ISSN: 0973-7510

E-ISSN: 2581-690X

Yin Hong-mei, Du Dong-xia, Xu Jun, Liu Biao, Wang Sheng-ping and He Yue-lin
Department of Environmental Protection, Hunan Province Microbiology Institute, Changsha, China.
J Pure Appl Microbiol. 2015;9(1):09-16
© The Author(s). 2015
Received: 06/08/2014 | Accepted: 30/10/2014 | Published: 31/03/2015

Deep litter system is widely applied to pig production.

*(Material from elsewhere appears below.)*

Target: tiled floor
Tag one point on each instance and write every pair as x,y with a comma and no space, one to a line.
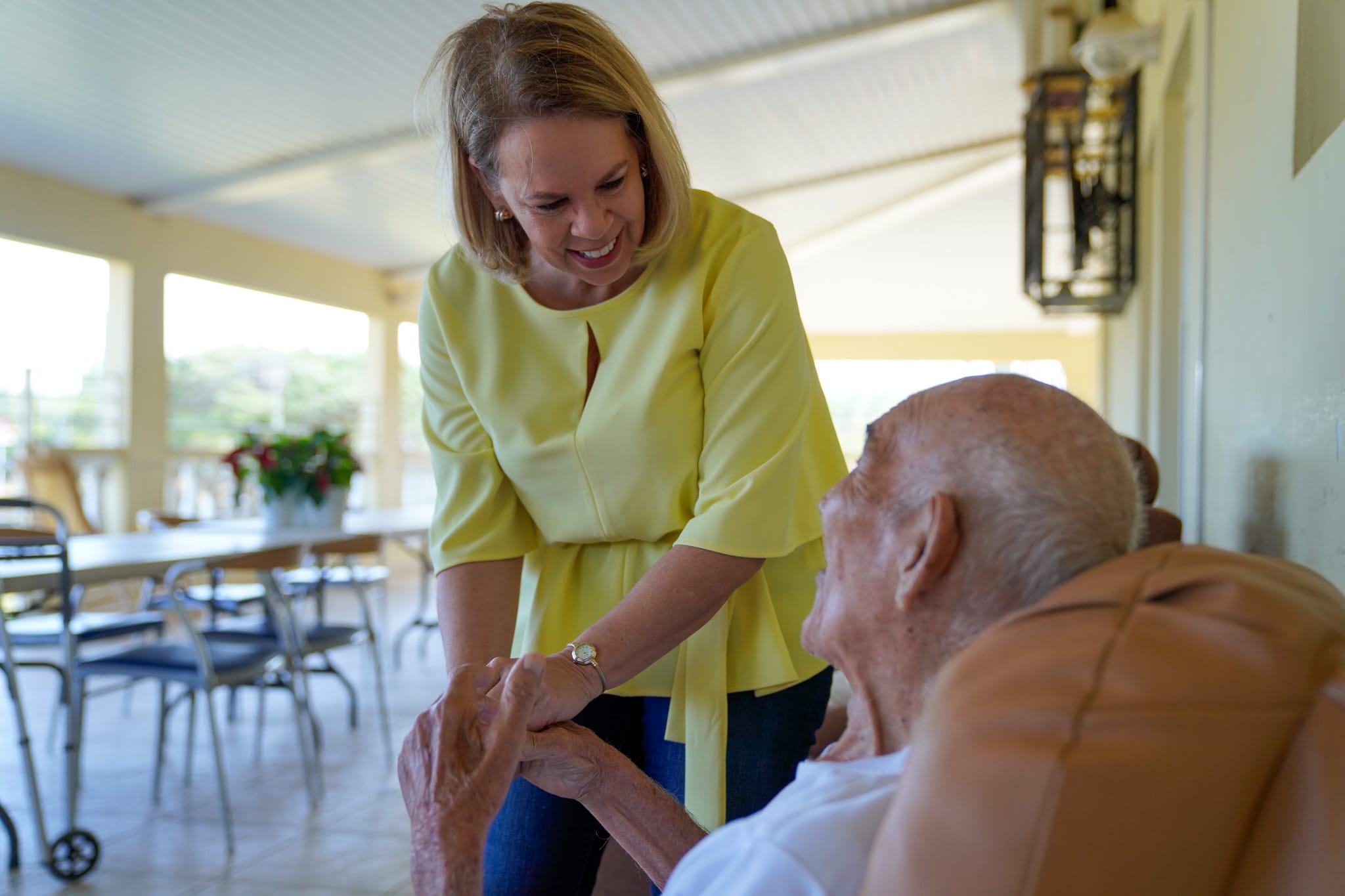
355,843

The beddings have complex microbial communities which play an important role in fermentation efficiency. To obtain the bacterial community in pig deep litter system, we utilized the traditional culture-dependent method and molecular biology technique. Using plate count method Microbacterium (35.33%) and Arthrobacter (20.30%) were remarkable in total culturable bacteria. By 16S rRNA gene library method, the sequences are mostly distributed in 3 phyla: Proteobacteria (38.40%), Firmicutes (28.18%), Bacteroidetes (16.57%) and affiliated to 10 genera: Clostridium (19.89%), Castellaniella (4.70%), Comamonas (2.76%), Rhodanobacter (2.21%), Acinetobacter (1.38%), Planctomyces (1.38%), Nitrosomonas (1.10%), Devosia (1.10%), Gemmatimonas (1.10%), and Steroidobacter (1.10%). In addition, an Illumina next generation sequencing named MiSeq was used to observe the V4/V5 hypervariable region of 16S rDNA sequence. Proteobacteria, Firmicutes, and Bacteroidetes accounted for 83.7% of all sequences. The 10 genera described above were also presented and new 4 genera were added. Clostridium was increased to 25.5% as the predominant bacteria. The results were consistent with that of 16S rRNA gene library analysis in general. It is the first report which provides information on bedding microbiota in pig deep litter system taking advantage of culture and culture-independent approaches.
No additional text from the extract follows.